[OS X Emacs] M-x shell and file names with umlauts

Ian Eure ian at digg.com
Tue Oct 7 16:40:05 EDT 2008

On Oct 7, 2008, at 11:58 AM, David Reitter wrote:

> On 7 Oct 2008, at 14:49, Ian Eure wrote:
>>> then, suddenly, "ls" does the right thing!  I'm not sure what the  
>>> correct setting for the language bit would be - en_US.UTF-8 works  
>>> just as well.
>> The format is:
>> e.g. en_US.UTF-8 is US English encoded in UTF-8.
> Well yeah, I tried de_DE first because my test file name had a  
> German language umlaut, but the language doesn't matter for the  
> coding when it's UTF-8.  The real question is how I would detect the  
> right language from the user's settings.  You address this question:
I'm sure there's some API you can get it from, as well. This is  
definitely not what you want, though. I don't know if you tried this,  
but give it a shot:

LANG=de_DE.UTF-8 ls --help

>> I don't know if Emacs even has the ability to set environment  
>> variables for inferior processes. I think this is the job of your  
>> shell or system init files. I'd suggest adding this to your  
>> ~/.profile:
>> eval `locale | sed 's/^/export /'`
> Well I wouldn't ever want to alter the user's .profile from  
> Aquamacs, but of course I can set an env variable from within Emacs,  
> and inferior processes should inherit that.
> (M-x shell does not seem to start a login shell, by the way - just a  
> shell).
> The other problem is that from M-x shell, this is my locale:
> ~$ locale
> and from a login shell opened in iTerm, I get
> ~$ locale
> Neither of them would be sufficient to display non-ASCII file names.
Hm, yeah, locale sets LC_* based on LANG. If it's not set, you get  
"C", which is the legacy UNIX locale. In Terminal's preferences,  
there's a "Set LANG environment variable on startup" checkbox, so I  
assume it has some way to query the system-wide preferences to get  
that. I think you need to do the same thing in Aquamacs.
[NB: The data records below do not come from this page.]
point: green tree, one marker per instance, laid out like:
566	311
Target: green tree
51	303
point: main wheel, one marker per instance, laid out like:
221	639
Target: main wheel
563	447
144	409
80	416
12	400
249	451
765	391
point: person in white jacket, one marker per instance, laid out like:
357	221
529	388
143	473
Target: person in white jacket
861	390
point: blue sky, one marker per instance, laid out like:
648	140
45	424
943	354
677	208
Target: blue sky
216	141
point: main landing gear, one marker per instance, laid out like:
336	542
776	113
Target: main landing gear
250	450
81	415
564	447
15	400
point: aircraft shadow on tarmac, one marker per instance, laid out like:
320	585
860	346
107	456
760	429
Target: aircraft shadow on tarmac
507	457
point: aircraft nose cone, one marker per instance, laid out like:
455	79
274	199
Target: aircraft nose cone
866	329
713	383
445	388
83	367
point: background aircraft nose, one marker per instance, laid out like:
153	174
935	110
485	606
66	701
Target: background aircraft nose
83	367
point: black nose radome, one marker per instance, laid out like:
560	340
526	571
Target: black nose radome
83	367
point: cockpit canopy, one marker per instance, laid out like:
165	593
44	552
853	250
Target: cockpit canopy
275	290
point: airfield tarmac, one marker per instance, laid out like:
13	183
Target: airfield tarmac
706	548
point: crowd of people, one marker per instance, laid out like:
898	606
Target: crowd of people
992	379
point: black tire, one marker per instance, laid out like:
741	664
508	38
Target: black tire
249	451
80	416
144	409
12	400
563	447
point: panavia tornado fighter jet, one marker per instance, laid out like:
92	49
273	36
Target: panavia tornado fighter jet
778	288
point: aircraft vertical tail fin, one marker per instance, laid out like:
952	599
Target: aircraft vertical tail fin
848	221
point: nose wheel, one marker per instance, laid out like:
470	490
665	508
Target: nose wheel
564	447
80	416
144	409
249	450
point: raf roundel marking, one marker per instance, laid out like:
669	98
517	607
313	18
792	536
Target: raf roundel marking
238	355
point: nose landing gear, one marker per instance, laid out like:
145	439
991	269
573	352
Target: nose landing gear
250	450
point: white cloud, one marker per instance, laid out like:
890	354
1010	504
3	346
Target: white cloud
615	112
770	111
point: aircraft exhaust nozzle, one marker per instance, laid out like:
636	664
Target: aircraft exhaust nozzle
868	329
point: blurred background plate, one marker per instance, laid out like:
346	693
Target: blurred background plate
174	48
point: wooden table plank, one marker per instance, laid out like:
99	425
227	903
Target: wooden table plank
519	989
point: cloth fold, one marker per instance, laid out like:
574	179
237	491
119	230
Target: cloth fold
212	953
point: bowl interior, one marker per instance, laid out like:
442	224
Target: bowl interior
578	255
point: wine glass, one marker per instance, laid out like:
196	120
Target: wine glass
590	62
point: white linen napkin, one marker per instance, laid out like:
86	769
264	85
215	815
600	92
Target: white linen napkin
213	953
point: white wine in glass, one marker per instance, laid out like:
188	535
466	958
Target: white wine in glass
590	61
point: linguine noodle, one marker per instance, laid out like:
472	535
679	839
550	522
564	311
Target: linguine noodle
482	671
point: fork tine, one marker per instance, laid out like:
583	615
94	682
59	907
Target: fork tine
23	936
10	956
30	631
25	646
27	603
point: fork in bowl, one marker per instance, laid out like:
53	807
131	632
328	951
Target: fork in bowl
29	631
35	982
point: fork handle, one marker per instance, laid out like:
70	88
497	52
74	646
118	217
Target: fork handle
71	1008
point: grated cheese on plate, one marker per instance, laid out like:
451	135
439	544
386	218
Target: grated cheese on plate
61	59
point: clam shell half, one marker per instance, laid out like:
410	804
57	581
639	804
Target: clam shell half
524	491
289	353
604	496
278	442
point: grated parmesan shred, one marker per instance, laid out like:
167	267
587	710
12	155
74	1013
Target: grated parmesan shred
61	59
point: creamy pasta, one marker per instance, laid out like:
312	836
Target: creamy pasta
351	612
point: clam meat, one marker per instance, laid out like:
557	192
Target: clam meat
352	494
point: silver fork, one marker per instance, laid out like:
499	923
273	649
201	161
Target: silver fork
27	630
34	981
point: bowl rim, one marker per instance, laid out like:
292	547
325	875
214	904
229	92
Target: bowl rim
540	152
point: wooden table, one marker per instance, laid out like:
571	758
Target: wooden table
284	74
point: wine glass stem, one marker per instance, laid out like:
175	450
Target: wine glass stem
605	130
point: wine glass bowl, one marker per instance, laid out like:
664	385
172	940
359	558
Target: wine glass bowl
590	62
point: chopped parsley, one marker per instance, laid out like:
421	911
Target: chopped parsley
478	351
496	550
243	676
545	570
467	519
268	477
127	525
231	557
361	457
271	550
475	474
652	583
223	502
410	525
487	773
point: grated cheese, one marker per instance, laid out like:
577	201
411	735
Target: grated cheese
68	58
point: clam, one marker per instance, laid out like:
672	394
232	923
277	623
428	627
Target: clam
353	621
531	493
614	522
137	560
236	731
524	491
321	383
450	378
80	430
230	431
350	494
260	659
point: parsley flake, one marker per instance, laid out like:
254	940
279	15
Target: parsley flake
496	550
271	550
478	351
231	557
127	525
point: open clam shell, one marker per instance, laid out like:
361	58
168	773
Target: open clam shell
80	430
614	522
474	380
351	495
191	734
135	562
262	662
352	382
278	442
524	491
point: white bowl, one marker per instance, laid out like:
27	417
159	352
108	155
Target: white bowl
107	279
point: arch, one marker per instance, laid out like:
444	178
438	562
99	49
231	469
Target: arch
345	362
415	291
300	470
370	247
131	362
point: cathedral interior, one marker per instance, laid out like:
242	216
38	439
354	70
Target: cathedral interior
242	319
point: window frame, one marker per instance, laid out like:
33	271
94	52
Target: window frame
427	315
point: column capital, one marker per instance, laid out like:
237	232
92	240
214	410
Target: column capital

> Isn't at least the coding part of the locale up to the terminal that  
> is being used, i.e. Emacs with it's shell buffer?
Well, you can't set just the encoding part. You have to set the full  
locale, so you need to know what that is first.

>> Setting the coding-system for process I/O like you did (C-x RET p)  
>> is a part of setting your language environment. I'd suggest you set  
>> it to UTF-8, which can be accomplished by going to Options ->  
>> Language -> Set Language Environment -> UTF-8.
> So, just to make it clear, you're suggesting that we set the default  
> language environment that an Aquamacs user gets, to UTF-8?
> Sounds to me like this has some grave implications.  Originally I  
> was thinking of just modifying what M-x shell does, but of course  
> one could consider this.
Yeah, I don't think you should do that. I was just saying that it  
would be a good idea for you personally, not as a default for  
Aquamacs. It will make sense at some point in the (hopefully not too  
distant) future, as UTF-8 will replace other encodings.

I see nothing wrong with:

  - Determining the user’s locale
  - Determining the preferred encoding (from the chosen language  
  - Setting $LANG to that locale/encoding - if it's not already set.  
Probably be a good idea to warn if the chosen language environment  
clashes with $LANG.
  - Setting process I/O to match that encoding

  - Ian